In her elegant blurring of musical boundaries, Ferrell brought her vast imagination to the reworking of two signature fan favorites, including “In Dreams” — a song previously glimpsed in a viral video thatʼs now amassed nearly four million views on YouTube. A bold departure from the rugged simplicity of that rendition, the album version of “In Dreams” unfolds with an unbridled splendor that wholly intensifies the impact of Ferrellʼs outpouring. Meanwhile, in reimagining the self- reflective “Made Like That,” Ferrell introduces unexpected flourishes like loping percussion and luminous piano tones, ultimately building an even more immersive atmosphere around the songʼs softly devastating confession. “When I wrote ‘Made Like That,ʼ I was thinking about where I am now compared to what my life was like in West Virginia,” she says. “It was hell for me to be stuck in a small town, but I got out and finally realized what the world had to offer. Now Iʼm here, and Iʼm so much healthier and happier.”

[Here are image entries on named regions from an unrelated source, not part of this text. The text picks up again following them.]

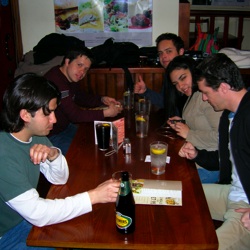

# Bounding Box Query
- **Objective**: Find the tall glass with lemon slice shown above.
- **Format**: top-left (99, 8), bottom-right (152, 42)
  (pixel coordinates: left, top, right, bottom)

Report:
top-left (135, 112), bottom-right (148, 138)
top-left (150, 141), bottom-right (168, 175)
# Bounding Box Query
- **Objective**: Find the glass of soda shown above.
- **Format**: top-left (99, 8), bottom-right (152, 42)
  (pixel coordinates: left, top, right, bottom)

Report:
top-left (150, 141), bottom-right (168, 175)
top-left (96, 123), bottom-right (110, 151)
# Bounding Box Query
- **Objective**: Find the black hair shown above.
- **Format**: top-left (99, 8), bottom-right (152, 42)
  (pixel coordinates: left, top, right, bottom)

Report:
top-left (61, 45), bottom-right (94, 66)
top-left (1, 73), bottom-right (61, 133)
top-left (165, 55), bottom-right (198, 118)
top-left (197, 53), bottom-right (245, 91)
top-left (155, 33), bottom-right (184, 52)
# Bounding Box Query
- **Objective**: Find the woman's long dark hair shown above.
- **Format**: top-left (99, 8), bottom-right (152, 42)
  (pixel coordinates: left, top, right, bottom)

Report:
top-left (165, 56), bottom-right (198, 119)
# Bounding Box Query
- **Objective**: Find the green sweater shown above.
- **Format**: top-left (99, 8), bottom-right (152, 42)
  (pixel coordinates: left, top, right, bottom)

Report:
top-left (0, 132), bottom-right (52, 236)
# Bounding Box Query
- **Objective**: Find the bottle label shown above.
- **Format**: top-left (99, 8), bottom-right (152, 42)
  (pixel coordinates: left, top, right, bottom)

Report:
top-left (116, 212), bottom-right (132, 229)
top-left (119, 181), bottom-right (130, 196)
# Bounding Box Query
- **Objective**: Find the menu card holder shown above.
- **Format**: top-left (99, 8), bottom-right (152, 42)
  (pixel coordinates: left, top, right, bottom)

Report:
top-left (132, 179), bottom-right (182, 206)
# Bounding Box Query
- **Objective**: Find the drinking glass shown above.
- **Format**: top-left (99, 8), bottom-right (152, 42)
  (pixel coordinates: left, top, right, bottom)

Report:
top-left (150, 141), bottom-right (168, 175)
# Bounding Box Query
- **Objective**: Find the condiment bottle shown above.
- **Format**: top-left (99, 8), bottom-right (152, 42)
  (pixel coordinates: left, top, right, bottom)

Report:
top-left (116, 171), bottom-right (135, 234)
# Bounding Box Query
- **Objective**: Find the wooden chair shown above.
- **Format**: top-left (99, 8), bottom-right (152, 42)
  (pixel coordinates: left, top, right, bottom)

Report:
top-left (190, 9), bottom-right (250, 49)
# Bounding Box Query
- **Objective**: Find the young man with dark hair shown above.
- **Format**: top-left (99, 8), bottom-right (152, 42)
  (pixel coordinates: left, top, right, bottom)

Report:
top-left (134, 33), bottom-right (186, 117)
top-left (0, 73), bottom-right (119, 249)
top-left (45, 46), bottom-right (122, 155)
top-left (179, 53), bottom-right (250, 250)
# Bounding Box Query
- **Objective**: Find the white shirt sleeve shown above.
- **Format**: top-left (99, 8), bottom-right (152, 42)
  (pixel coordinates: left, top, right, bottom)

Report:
top-left (6, 189), bottom-right (92, 227)
top-left (40, 148), bottom-right (69, 184)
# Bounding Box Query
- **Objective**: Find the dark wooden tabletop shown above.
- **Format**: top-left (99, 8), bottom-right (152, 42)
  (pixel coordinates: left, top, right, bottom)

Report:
top-left (27, 111), bottom-right (218, 250)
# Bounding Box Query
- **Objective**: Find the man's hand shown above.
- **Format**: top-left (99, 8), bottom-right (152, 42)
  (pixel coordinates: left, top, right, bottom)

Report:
top-left (88, 179), bottom-right (120, 205)
top-left (30, 144), bottom-right (59, 164)
top-left (103, 104), bottom-right (122, 117)
top-left (235, 208), bottom-right (250, 230)
top-left (167, 116), bottom-right (189, 139)
top-left (134, 75), bottom-right (147, 94)
top-left (179, 142), bottom-right (198, 160)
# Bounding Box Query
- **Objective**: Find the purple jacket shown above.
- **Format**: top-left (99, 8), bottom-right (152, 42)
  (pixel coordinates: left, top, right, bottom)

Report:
top-left (44, 66), bottom-right (104, 136)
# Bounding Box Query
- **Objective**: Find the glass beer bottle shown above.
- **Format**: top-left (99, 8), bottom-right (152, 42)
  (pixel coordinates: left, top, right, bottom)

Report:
top-left (116, 171), bottom-right (135, 234)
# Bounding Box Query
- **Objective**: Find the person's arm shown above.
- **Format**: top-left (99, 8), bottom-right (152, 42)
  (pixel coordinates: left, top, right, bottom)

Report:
top-left (30, 144), bottom-right (69, 184)
top-left (179, 142), bottom-right (219, 171)
top-left (235, 208), bottom-right (250, 230)
top-left (40, 149), bottom-right (69, 185)
top-left (6, 179), bottom-right (120, 227)
top-left (134, 75), bottom-right (165, 108)
top-left (185, 102), bottom-right (221, 146)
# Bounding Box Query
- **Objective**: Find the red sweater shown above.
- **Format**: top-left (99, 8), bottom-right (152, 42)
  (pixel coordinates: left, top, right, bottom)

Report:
top-left (44, 66), bottom-right (104, 136)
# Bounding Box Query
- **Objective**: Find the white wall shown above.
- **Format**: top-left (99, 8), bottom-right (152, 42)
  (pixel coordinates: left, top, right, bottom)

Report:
top-left (18, 0), bottom-right (179, 53)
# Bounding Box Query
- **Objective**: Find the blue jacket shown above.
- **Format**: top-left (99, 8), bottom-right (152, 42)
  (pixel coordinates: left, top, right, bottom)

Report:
top-left (194, 91), bottom-right (250, 203)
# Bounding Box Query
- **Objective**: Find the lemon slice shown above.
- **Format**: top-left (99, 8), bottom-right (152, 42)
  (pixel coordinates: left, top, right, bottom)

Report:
top-left (139, 99), bottom-right (145, 102)
top-left (151, 148), bottom-right (166, 155)
top-left (136, 117), bottom-right (146, 122)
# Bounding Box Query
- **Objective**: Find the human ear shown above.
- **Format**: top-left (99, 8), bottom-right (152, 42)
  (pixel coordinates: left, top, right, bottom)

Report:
top-left (20, 109), bottom-right (31, 122)
top-left (220, 82), bottom-right (231, 93)
top-left (179, 48), bottom-right (185, 56)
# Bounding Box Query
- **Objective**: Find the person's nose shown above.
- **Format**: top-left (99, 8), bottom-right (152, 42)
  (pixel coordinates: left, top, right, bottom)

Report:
top-left (49, 112), bottom-right (57, 123)
top-left (202, 93), bottom-right (208, 102)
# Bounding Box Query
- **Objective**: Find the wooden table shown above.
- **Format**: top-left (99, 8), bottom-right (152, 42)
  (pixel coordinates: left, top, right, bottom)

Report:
top-left (27, 111), bottom-right (218, 250)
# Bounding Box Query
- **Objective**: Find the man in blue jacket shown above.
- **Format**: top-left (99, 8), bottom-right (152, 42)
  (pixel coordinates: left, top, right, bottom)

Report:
top-left (179, 53), bottom-right (250, 250)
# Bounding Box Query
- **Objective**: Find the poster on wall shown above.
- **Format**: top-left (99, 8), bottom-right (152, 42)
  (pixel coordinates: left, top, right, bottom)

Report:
top-left (54, 0), bottom-right (153, 47)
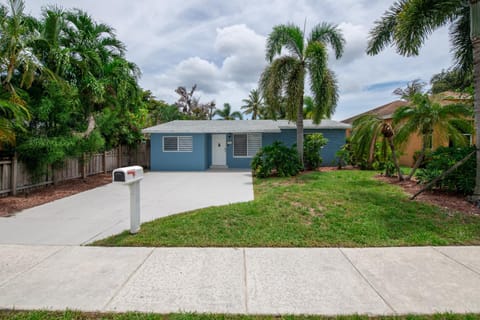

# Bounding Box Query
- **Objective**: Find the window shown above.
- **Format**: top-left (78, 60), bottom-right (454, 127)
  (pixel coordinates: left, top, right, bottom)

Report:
top-left (233, 133), bottom-right (262, 158)
top-left (163, 136), bottom-right (193, 152)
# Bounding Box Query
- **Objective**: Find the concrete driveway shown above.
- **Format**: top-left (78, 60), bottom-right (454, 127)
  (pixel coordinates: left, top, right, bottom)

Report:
top-left (0, 171), bottom-right (253, 245)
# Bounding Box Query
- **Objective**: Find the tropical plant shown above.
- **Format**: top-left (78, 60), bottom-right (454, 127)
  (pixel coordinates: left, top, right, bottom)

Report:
top-left (393, 93), bottom-right (472, 179)
top-left (367, 0), bottom-right (480, 194)
top-left (213, 103), bottom-right (242, 120)
top-left (415, 147), bottom-right (475, 195)
top-left (259, 23), bottom-right (345, 163)
top-left (240, 89), bottom-right (264, 120)
top-left (175, 84), bottom-right (215, 120)
top-left (393, 79), bottom-right (427, 101)
top-left (251, 141), bottom-right (303, 178)
top-left (350, 114), bottom-right (403, 181)
top-left (303, 133), bottom-right (328, 170)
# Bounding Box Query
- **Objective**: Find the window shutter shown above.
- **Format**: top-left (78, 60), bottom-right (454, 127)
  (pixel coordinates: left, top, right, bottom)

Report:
top-left (178, 136), bottom-right (193, 152)
top-left (163, 137), bottom-right (178, 151)
top-left (247, 133), bottom-right (262, 157)
top-left (233, 134), bottom-right (247, 157)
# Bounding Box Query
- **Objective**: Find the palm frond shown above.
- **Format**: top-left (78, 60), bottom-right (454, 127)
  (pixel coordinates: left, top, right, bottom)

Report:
top-left (367, 0), bottom-right (408, 55)
top-left (393, 0), bottom-right (464, 56)
top-left (449, 4), bottom-right (473, 76)
top-left (265, 24), bottom-right (304, 62)
top-left (308, 22), bottom-right (345, 59)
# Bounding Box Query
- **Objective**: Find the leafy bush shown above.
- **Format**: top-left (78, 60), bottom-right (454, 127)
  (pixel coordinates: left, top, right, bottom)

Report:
top-left (415, 147), bottom-right (476, 195)
top-left (303, 133), bottom-right (328, 169)
top-left (251, 141), bottom-right (302, 178)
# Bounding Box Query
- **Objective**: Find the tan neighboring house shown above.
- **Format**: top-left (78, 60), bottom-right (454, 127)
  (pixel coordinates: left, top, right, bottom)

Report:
top-left (342, 91), bottom-right (475, 167)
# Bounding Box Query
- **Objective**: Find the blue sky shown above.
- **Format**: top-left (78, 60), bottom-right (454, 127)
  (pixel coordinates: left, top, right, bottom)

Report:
top-left (26, 0), bottom-right (452, 120)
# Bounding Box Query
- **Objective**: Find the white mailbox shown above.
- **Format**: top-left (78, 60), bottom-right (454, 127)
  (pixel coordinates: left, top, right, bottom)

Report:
top-left (112, 166), bottom-right (143, 184)
top-left (112, 166), bottom-right (143, 234)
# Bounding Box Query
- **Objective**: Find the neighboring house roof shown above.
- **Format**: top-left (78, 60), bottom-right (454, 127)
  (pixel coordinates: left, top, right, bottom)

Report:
top-left (342, 91), bottom-right (472, 124)
top-left (342, 100), bottom-right (408, 124)
top-left (142, 120), bottom-right (351, 133)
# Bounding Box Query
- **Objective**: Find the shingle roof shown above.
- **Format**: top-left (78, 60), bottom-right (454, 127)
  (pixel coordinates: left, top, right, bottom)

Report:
top-left (342, 100), bottom-right (408, 124)
top-left (142, 120), bottom-right (350, 133)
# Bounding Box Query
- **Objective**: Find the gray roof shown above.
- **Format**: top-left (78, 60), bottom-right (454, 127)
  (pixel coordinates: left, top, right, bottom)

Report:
top-left (142, 120), bottom-right (351, 133)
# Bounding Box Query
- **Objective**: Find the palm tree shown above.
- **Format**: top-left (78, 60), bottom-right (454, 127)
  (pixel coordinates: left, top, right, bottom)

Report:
top-left (351, 114), bottom-right (403, 181)
top-left (240, 89), bottom-right (264, 120)
top-left (393, 93), bottom-right (472, 180)
top-left (393, 79), bottom-right (427, 101)
top-left (303, 96), bottom-right (315, 119)
top-left (367, 0), bottom-right (480, 201)
top-left (260, 23), bottom-right (345, 161)
top-left (213, 103), bottom-right (242, 120)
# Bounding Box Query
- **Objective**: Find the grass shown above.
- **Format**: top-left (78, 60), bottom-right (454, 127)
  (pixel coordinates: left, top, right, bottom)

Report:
top-left (0, 310), bottom-right (480, 320)
top-left (94, 171), bottom-right (480, 247)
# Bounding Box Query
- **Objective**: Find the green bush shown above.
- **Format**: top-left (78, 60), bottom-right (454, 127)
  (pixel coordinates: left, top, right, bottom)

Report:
top-left (303, 133), bottom-right (328, 170)
top-left (251, 141), bottom-right (302, 178)
top-left (415, 147), bottom-right (476, 195)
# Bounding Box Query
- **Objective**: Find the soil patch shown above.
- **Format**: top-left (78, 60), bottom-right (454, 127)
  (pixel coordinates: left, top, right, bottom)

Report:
top-left (0, 174), bottom-right (112, 217)
top-left (376, 175), bottom-right (480, 215)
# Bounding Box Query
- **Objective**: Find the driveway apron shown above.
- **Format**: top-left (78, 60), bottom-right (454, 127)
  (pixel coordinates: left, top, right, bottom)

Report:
top-left (0, 171), bottom-right (253, 245)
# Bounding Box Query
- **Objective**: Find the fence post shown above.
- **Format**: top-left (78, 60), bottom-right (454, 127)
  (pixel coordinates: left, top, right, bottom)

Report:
top-left (102, 151), bottom-right (107, 173)
top-left (117, 145), bottom-right (122, 168)
top-left (82, 153), bottom-right (87, 180)
top-left (11, 153), bottom-right (18, 196)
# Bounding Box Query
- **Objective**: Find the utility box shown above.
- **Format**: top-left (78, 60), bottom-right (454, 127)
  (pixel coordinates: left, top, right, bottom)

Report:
top-left (112, 166), bottom-right (143, 234)
top-left (112, 166), bottom-right (143, 184)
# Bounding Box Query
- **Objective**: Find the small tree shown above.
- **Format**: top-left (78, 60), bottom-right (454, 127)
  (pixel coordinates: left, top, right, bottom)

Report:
top-left (351, 114), bottom-right (403, 181)
top-left (393, 93), bottom-right (472, 180)
top-left (303, 133), bottom-right (328, 170)
top-left (175, 84), bottom-right (215, 120)
top-left (213, 103), bottom-right (242, 120)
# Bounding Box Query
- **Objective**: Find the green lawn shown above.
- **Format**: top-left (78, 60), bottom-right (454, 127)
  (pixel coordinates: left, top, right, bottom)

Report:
top-left (0, 310), bottom-right (480, 320)
top-left (95, 170), bottom-right (480, 247)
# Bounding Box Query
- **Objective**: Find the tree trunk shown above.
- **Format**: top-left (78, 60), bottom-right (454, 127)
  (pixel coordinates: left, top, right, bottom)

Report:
top-left (470, 0), bottom-right (480, 202)
top-left (407, 140), bottom-right (427, 180)
top-left (297, 95), bottom-right (305, 168)
top-left (387, 136), bottom-right (404, 181)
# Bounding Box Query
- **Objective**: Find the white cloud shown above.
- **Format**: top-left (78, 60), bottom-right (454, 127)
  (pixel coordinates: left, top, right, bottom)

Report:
top-left (28, 0), bottom-right (451, 119)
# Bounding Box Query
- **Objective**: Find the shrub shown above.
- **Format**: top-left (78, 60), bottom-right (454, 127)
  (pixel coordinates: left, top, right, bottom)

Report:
top-left (334, 141), bottom-right (352, 169)
top-left (251, 141), bottom-right (302, 178)
top-left (415, 147), bottom-right (476, 195)
top-left (303, 133), bottom-right (328, 169)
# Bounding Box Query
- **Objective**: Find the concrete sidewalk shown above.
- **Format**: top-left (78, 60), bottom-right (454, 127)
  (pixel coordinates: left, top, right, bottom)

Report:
top-left (0, 170), bottom-right (253, 245)
top-left (0, 245), bottom-right (480, 315)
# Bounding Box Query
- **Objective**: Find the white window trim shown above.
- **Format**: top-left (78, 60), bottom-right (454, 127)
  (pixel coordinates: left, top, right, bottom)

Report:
top-left (162, 136), bottom-right (193, 153)
top-left (232, 133), bottom-right (262, 159)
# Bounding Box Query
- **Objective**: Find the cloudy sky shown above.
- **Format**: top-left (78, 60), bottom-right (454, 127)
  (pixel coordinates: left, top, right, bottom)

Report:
top-left (25, 0), bottom-right (452, 120)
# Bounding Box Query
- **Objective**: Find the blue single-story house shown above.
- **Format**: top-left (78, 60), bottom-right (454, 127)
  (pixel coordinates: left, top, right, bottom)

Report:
top-left (143, 120), bottom-right (351, 171)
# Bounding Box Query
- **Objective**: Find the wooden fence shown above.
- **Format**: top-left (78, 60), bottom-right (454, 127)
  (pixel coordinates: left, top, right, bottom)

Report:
top-left (0, 143), bottom-right (150, 196)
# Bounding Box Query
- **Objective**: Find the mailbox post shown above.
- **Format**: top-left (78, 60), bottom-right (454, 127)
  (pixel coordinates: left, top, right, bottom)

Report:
top-left (112, 166), bottom-right (143, 234)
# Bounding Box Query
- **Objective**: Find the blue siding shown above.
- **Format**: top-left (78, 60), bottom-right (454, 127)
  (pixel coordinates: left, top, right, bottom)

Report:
top-left (150, 129), bottom-right (345, 171)
top-left (262, 129), bottom-right (346, 166)
top-left (150, 133), bottom-right (210, 171)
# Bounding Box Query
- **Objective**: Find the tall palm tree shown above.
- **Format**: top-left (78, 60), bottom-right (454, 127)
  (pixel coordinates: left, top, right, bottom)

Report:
top-left (393, 93), bottom-right (472, 179)
top-left (367, 0), bottom-right (480, 201)
top-left (351, 114), bottom-right (403, 181)
top-left (260, 23), bottom-right (345, 161)
top-left (213, 103), bottom-right (243, 120)
top-left (240, 89), bottom-right (264, 120)
top-left (303, 96), bottom-right (315, 119)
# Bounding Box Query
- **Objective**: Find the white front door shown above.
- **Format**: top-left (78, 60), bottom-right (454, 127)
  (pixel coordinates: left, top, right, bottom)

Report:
top-left (212, 134), bottom-right (227, 166)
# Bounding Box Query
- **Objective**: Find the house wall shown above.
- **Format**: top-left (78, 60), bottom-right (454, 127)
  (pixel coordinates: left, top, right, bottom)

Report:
top-left (150, 129), bottom-right (345, 171)
top-left (262, 129), bottom-right (346, 166)
top-left (150, 133), bottom-right (211, 171)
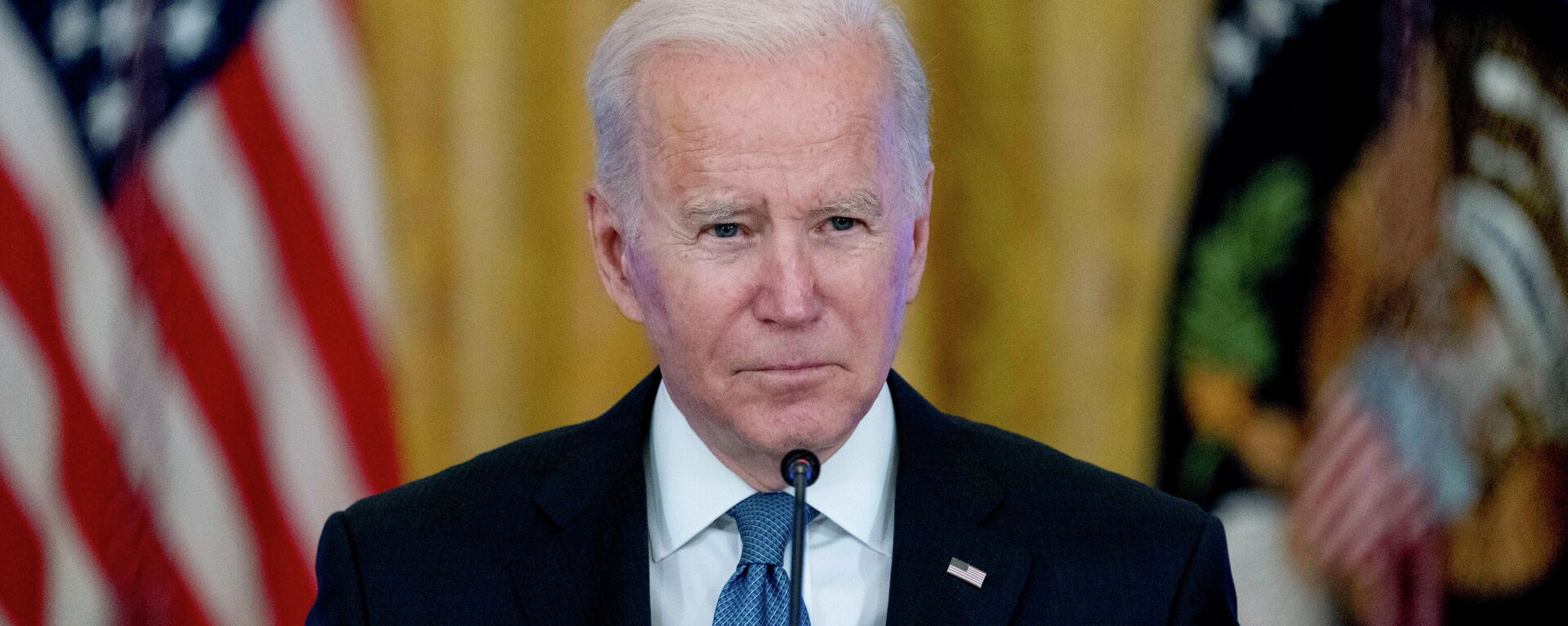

Despite its endless wandering into new sonic terrain, Long Time Coming is indelibly rooted in Ferrellʼs ravishing vocal presence, revealing her extraordinary ability to draw enormous feeling from just one single note. A lifelong singer, she got her start performing covers in a local bar at the young age of seven. “There was this little dead-end bar nearby that my mom and I would go hang out at during the day, and Iʼd get up and sing Shania Twain songs,” she recalls. “Thereʼd be hardly anyone in there, so Iʼd have free rein of the place.” Later on, while living in a trailer park, Ferrell had a chance encounter that would soon turn out to be life- changing. “I met all these homeless kids who were traveling all over the place and playing amazing old songs, and I wanted to be a part of that,” says Ferrell. “The music they were making was so honest, so pure. It seemed important to bring that kind of music back, and itʼs been with me ever since.” Though her years of traveling proved immensely formative, Ferrell eventually settled in Nashville in her late 20s. Soon after her arrival, she began taking the stage at major festivals like The Avett Brothers at the Beach, AmericanaFest, and Out on The Weekend and touring with the likes of Parker Millsap and Charley Crockett, immediately captivating crowds with her joyful and spirited live set.

A consummate musicianʼs musician, Ferrell found an easy camaraderie with the many luminaries who accompanied her on Long Time Coming. To that end, her most cherished moments in the albumʼs production include the recording of the soul-stirring choir-like harmonies of “West Virginia Waltz,” as well as Rory Hoffmanʼs impromptu whistling on “Bells of Every Chapel.” (“Roryʼs got one heck of a whistle on him,” she marvels). At the same time, the making of Long Time Coming fully affirmed her affinity for lifers like Strings. “Billyʼs in it for the music, which is something we have in common,” she says. “Weʼre just gonna keep playing till weʼre not on this Earth anymore.”

While the wayward sound of Long Time Coming is in many ways a perfect echo of Ferrellʼs free-spirited nature, thereʼs also a much deeper intention at play: a desire to expand her listenersʼ capacity for wonder, so that they might uncover some enchantment in their own lives. “A lot of us are taught to wake up, go to work, make money, eat, sleep, rinse, repeat,” says Ferrell. “Itʼs so easy to get caught up in that nine-to-five routine, and end up numb and dulled-down to everything. I want my music to help people break away from that — to get lost in their imagination, and start seeing how magical the world can be if you just pay attention.”